In line with the results of this study, Salmanizadeh et al. The study showed that 70.34% of the selected files were incomplete for each patient. In most medical records forms, data elements related to the ward secretary were incomplete. In other forms, nurses and physicians did not record more than half of the data elements. The highest number of defects was observed in the forms of electrocardiogram attachment, emergency file and radiographic request, respectively. In addition, data elements such as demographics, initial diagnosis, final diagnosis, and signatures were not completed by the ward secretary, physicians, and nurses [44].

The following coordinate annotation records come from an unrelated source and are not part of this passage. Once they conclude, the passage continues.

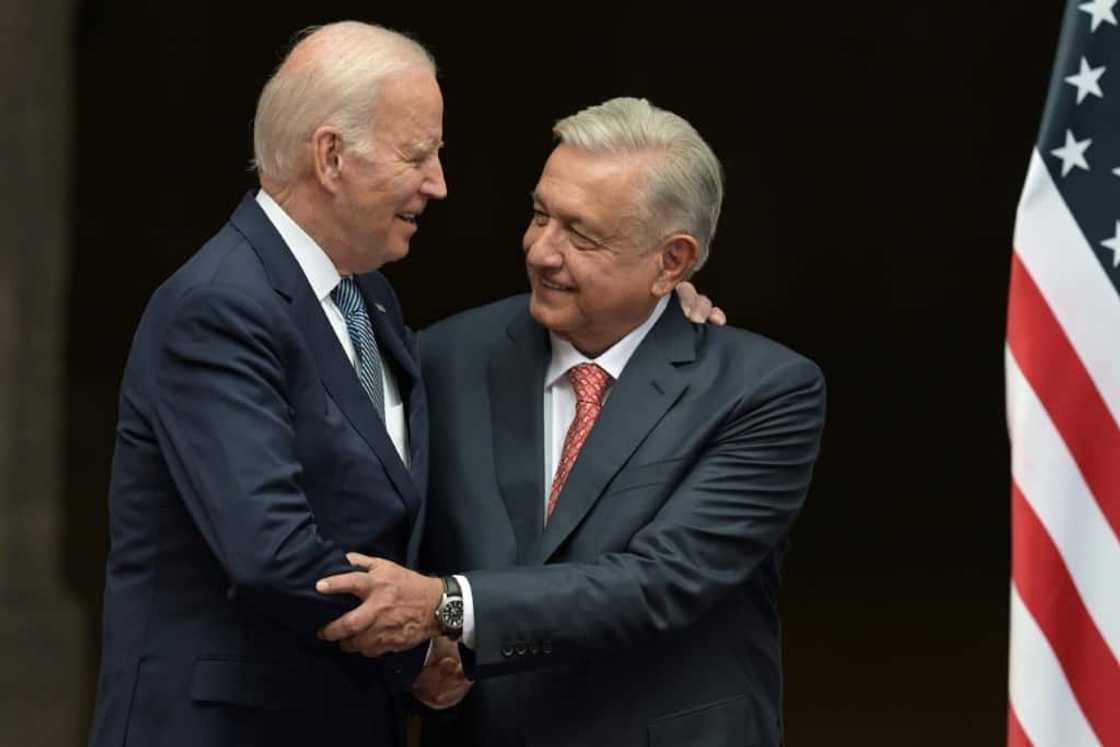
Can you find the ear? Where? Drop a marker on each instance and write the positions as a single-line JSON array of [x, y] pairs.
[[327, 157], [675, 259]]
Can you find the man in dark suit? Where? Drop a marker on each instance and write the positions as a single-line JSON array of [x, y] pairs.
[[271, 419], [614, 485]]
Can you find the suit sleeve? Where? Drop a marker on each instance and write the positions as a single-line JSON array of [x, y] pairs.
[[718, 525], [225, 427]]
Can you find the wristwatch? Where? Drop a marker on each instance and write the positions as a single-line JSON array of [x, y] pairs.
[[449, 609]]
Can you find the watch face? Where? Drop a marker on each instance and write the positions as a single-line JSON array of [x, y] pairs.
[[451, 614]]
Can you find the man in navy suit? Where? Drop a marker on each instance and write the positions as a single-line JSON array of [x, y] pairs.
[[614, 486], [272, 419]]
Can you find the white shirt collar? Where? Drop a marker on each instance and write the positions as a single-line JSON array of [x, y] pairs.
[[315, 263], [613, 360]]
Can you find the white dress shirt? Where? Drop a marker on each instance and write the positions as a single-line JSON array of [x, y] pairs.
[[322, 274], [559, 400]]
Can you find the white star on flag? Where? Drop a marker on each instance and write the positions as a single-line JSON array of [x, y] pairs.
[[1101, 10], [1113, 243], [1072, 153], [1086, 81]]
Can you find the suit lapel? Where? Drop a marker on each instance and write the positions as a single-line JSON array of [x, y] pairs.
[[516, 386], [649, 386], [335, 369]]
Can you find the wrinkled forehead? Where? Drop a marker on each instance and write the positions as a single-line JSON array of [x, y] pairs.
[[410, 110]]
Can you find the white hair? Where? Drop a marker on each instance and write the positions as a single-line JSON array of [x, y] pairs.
[[330, 77], [684, 184]]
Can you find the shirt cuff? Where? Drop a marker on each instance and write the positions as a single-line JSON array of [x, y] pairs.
[[468, 613]]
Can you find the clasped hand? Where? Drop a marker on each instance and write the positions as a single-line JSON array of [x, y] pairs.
[[397, 610]]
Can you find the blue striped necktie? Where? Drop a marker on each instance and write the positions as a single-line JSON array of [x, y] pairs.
[[350, 301]]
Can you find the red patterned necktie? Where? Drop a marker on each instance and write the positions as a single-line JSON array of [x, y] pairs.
[[589, 382]]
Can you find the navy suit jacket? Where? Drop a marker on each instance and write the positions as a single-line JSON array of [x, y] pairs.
[[645, 612], [248, 461]]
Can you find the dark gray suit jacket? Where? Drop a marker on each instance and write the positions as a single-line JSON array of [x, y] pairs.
[[645, 612], [248, 461]]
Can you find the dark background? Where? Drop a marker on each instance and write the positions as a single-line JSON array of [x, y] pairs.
[[874, 155]]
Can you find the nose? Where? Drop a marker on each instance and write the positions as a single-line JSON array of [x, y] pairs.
[[434, 185]]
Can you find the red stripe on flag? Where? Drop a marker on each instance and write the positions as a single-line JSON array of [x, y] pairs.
[[1062, 383], [1016, 737], [1047, 590]]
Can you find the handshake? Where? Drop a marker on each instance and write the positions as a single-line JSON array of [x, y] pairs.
[[397, 613]]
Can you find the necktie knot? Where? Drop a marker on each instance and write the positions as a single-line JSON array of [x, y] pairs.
[[347, 297], [589, 382]]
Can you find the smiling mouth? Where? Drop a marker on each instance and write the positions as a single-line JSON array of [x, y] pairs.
[[554, 286]]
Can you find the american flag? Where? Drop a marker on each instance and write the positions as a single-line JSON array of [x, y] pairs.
[[1063, 397]]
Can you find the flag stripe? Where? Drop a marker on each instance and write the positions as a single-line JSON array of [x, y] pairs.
[[1048, 593], [1058, 259], [1056, 374], [1041, 696], [1048, 477], [1016, 737]]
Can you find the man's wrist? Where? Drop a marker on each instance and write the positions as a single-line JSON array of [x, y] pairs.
[[436, 594]]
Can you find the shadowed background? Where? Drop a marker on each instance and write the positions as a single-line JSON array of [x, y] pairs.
[[874, 155]]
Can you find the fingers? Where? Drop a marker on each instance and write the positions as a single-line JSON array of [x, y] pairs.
[[355, 582], [350, 625], [358, 559], [700, 309]]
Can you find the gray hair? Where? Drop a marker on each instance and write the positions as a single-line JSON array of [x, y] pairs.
[[330, 77], [684, 185]]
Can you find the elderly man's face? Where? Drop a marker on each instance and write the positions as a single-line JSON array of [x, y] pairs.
[[589, 261], [388, 188]]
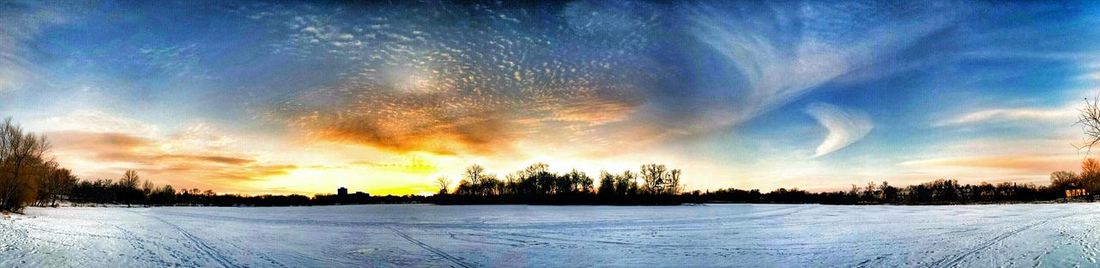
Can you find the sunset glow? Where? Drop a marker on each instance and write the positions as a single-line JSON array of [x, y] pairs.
[[288, 98]]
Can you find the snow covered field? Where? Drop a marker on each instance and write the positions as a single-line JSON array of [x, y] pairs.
[[740, 235]]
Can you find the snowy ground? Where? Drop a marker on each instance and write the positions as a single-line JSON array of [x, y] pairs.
[[1021, 235]]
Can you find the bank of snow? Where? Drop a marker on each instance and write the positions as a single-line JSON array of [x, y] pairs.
[[519, 235]]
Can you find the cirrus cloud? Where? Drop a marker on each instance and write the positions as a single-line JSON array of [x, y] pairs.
[[845, 126]]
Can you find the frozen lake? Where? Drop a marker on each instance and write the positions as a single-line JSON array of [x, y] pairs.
[[714, 235]]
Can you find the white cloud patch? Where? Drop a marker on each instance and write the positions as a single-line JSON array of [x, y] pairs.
[[845, 126], [1000, 115], [805, 48]]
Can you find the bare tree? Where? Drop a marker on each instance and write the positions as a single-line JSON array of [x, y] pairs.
[[21, 160], [1089, 120]]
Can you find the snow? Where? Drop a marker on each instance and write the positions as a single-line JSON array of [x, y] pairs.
[[418, 235]]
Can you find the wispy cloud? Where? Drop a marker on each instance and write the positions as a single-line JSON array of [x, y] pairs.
[[1038, 164], [1011, 114], [845, 126], [22, 23]]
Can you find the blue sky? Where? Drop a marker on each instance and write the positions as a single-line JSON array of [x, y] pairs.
[[289, 97]]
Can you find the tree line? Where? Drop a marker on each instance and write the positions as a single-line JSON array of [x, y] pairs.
[[537, 185]]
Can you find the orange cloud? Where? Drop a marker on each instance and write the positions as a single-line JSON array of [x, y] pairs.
[[107, 155], [457, 122]]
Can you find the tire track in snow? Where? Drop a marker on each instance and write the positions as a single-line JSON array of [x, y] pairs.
[[199, 245], [430, 248], [957, 259]]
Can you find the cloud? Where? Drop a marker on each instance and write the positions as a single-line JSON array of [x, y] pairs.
[[22, 23], [845, 126], [1037, 164], [1011, 114], [600, 82], [107, 155], [772, 55]]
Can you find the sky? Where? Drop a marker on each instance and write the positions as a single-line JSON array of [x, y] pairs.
[[303, 98]]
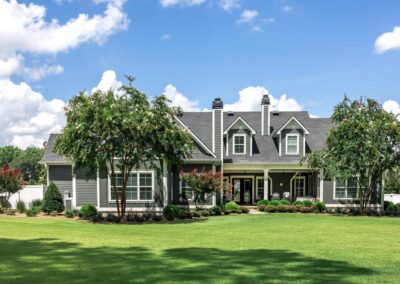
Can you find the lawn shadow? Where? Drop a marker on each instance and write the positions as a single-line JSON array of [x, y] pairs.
[[53, 261]]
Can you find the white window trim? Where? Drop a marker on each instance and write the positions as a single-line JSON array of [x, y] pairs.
[[298, 143], [234, 143], [134, 200], [180, 191], [346, 198]]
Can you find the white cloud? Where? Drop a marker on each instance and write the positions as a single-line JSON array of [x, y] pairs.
[[27, 117], [393, 107], [108, 81], [178, 99], [388, 41], [247, 16], [250, 100], [168, 3], [24, 29], [229, 5]]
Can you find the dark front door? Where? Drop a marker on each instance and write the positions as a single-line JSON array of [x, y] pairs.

In 2017, Walker et al. showed that physicians’ quality documentation tool does not show reliability in evaluating emergency medical records. No evidence was found of the lower quality of the notes recorded by the documenter than the notes recorded by the emergency physician. Overall, the instrument was unable to diagnose good notes and poor notes [37]. In 2019, Wai-Lee et al. randomly selected 1,200 medical records from patients with abdominal pain, chest pain, shortness of breath, and headache. The 0-10 scoring tool identified five important medical records and physical examinations that should be submitted for each of the four common complaints (abdominal pain, chest pain, shortness of breath, or headache). The maximum score was 10 and the minimum score was 0. The results showed that the year, day and hour presented, patient's age and gender, preferred language, interpreter need, discharge destination and physician's gender were not associated with complete documentation. With interns, registrants and consultants scored significantly lower [44].
CONCLUSION
The results of this study showed that until a comprehensive basis for accurate evaluation of physicians' documentation is developed and used, the process of incorrect documentation continues and has serious consequences for patients, treatment staff and other stakeholders. Although the quality of documentation has been studied in various studies using tools, and some studies have suggested different tools to evaluate its documentation, including case audit checklists, the use of simulators, structured clinical sheets, and these approaches are often evaluated by physicians. These tools do not have high validity and reliability [6, 45-57]. And consequently, the consequences for all stakeholders of the medical record. In addition, the effect of feedback and encouragement from training on improving documentation was greater and better, so it is suggested that programs be applied for ongoing feedback to documentarians.
ACKNOWLEDGMENTS
This study is taken from a part of the dissertation of Master of Health Information Technology approved by the meeting of the Research Council and the meeting of the ethics committee of Mashhad University of Medical Sciences with ethics code 981241, the protocol of which has been approved by the ethics committee of the university with IR.MUMS.REC.1399.34
AUTHOR’S CONTRIBUTION
All authors contributed to the literature review, design, data collection and analysis, drafting the manuscript, read and approved the final manuscript.
CONFLICTS OF INTEREST
The authors declare no conflicts of interest regarding the publication of this study.
FINANCIAL DISCLOSURE
No financial interests related to the material of this manuscript have been declared.